Apollo is the god who sits in the centre, on the navel of the
earth, and he is the interpreter of religion for all mankind.

—Plato
Republic
427B

3

TRANSFORMATION

Fire is all consuming. So easily started, so often uncontrollable in the dry, hot conditions of Greece. In the late eighth century
BC
, c. 730, fire took hold of Delphi. It spread through the small community clinging to the Parnassian hillside, leaving destruction in its wake. As the smoke ebbed away, as the charred timbers finally began to cool, and as Delphi's inhabitants began to come to terms with the extent of their loss, Delphi's precarious position in the Greek world must have felt even more fragile.

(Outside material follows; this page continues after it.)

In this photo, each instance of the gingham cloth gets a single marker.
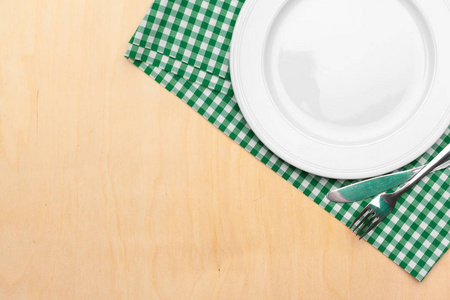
(184, 46)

We know that the maison noire—the house recently discovered by excavators just to the east of the later temple of Apollo at Delphi—burned to the ground a second time (it definitely earned its name) in this fire.
1
The French archaeologist Jean-Marc Luce, who conducted the excavation of the maison noire, ties this destruction to the accounts in later ancient sources of a raid on Delphi by the Phlegyians, whom, according to the
Homeric Hymn to Apollo
(lines 277–80), were people from one of the places Apollo had visited as a potential home for his oracle, and were said in later sources not only to have raided but to have set fire to the temple of Apollo at Delphi (their name comes from the Greek verb “to burn”).